Je voudrais savoir quelle est la différence entre

*Quand futur simple, futur simple*

et

*Quand futur antérieur, futur simple* ?

Par exemple,
- Quand il *viendra*, je *sortirai* avec lui.
- Quand tu *auras fini* ton plat, je te *donnerai* des bonbons.

Dans la phrase ci-dessous, entre le futur simple et le futur antérieur, lequel devrais-je utiliser pour compléter la case?

"*Vous irez mieux quand vous (être) ........... opéré*."

Merci


----------



## quinoa

On utilisera le futur antérieur s'il est absolument nécesssaire de marquer l'antétiorité d'une action par rapport à l'autre.


> Quand tu *auras fini* ton plat, je te *donnerai* des bonbons.

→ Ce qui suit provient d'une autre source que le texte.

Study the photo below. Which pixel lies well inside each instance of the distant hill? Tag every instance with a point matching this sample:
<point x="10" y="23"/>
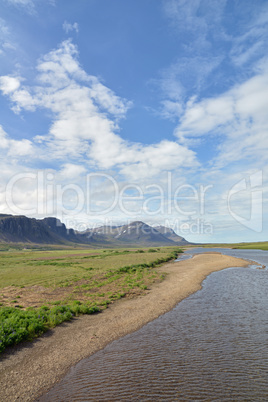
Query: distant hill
<point x="21" y="229"/>
<point x="136" y="233"/>
<point x="171" y="235"/>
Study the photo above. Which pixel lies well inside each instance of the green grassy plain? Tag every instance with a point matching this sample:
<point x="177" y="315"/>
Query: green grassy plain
<point x="39" y="289"/>
<point x="257" y="246"/>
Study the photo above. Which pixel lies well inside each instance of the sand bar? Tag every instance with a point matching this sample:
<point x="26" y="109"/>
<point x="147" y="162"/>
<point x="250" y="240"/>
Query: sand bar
<point x="28" y="371"/>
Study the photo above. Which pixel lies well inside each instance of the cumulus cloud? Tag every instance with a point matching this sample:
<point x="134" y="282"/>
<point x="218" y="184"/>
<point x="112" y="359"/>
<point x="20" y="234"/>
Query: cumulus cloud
<point x="238" y="117"/>
<point x="86" y="117"/>
<point x="67" y="27"/>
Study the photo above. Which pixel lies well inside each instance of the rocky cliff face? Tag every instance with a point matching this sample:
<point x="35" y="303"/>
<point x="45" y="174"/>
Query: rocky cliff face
<point x="50" y="230"/>
<point x="23" y="229"/>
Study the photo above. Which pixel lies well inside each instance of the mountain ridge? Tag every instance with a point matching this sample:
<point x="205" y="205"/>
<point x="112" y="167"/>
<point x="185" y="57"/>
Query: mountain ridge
<point x="50" y="230"/>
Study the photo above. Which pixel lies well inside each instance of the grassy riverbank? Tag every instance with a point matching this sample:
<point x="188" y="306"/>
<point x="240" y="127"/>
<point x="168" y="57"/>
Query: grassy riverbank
<point x="41" y="289"/>
<point x="256" y="246"/>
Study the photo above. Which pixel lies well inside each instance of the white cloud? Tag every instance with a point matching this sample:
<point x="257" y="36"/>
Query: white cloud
<point x="238" y="118"/>
<point x="67" y="27"/>
<point x="9" y="84"/>
<point x="86" y="115"/>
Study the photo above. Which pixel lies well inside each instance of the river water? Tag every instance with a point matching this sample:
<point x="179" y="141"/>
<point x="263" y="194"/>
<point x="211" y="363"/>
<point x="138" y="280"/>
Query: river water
<point x="213" y="346"/>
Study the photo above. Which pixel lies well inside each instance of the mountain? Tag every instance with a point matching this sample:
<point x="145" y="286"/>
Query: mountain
<point x="171" y="235"/>
<point x="136" y="233"/>
<point x="21" y="229"/>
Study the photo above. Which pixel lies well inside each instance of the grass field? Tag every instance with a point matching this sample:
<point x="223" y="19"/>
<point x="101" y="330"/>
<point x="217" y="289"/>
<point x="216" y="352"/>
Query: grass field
<point x="257" y="245"/>
<point x="40" y="289"/>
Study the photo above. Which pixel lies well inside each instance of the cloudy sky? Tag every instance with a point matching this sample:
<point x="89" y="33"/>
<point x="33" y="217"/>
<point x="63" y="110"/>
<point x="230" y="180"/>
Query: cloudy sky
<point x="115" y="110"/>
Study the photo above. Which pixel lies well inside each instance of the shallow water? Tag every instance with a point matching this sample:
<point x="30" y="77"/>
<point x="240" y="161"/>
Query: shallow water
<point x="213" y="346"/>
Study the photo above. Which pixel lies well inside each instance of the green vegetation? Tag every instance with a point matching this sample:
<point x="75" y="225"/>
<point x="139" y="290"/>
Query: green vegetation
<point x="55" y="285"/>
<point x="18" y="325"/>
<point x="257" y="245"/>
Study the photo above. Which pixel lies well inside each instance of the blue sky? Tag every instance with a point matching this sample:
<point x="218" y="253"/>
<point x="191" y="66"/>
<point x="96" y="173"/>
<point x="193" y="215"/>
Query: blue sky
<point x="115" y="110"/>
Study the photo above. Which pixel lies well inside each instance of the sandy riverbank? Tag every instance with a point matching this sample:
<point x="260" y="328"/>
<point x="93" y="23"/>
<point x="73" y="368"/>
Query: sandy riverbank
<point x="27" y="372"/>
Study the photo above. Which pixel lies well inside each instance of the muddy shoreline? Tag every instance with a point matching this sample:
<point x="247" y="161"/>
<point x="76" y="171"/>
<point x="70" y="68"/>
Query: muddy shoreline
<point x="27" y="371"/>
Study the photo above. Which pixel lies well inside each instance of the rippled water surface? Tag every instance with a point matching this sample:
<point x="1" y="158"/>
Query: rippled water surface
<point x="213" y="346"/>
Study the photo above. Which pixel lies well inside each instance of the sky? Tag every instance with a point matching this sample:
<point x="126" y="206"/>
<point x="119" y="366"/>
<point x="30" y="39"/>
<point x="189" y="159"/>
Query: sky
<point x="113" y="111"/>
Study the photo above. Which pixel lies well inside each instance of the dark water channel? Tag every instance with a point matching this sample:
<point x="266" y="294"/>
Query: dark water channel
<point x="213" y="346"/>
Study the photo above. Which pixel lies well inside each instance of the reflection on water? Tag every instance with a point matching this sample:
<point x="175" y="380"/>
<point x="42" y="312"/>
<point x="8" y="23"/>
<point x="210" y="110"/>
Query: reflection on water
<point x="211" y="347"/>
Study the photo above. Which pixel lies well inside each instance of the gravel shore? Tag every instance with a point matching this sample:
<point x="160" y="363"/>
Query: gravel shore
<point x="29" y="370"/>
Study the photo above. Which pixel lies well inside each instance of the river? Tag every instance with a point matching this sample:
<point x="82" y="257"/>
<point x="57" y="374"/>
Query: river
<point x="213" y="346"/>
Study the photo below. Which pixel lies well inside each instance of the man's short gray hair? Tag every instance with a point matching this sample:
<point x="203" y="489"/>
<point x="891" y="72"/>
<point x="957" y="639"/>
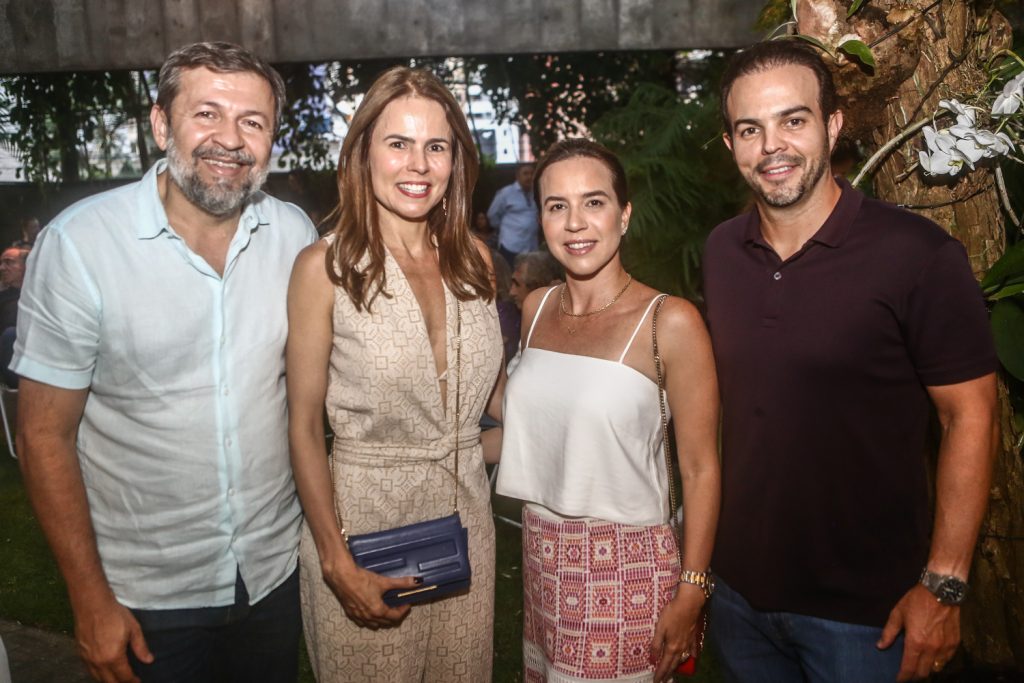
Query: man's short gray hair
<point x="221" y="57"/>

Il est indispensable que l'action "finir", que par ailleurs on suppose ici déjà commencée, soit arrivée à son terme pour réaliser la deuxième. Cette antériorité est posée comme absolument nécessaire, ce qui la transforme presque en une condition.



> Quand il *viendra*, je *sortirai* avec lui.


Ici les deux actions, toutes deux au futur simple sont sur le même plan quant à leur forme. Il y a pourtant un ordre dans le temps, "venir" se produira avant "sortir". Mais ici "venir" se retrouve comme point de repère, point de départ.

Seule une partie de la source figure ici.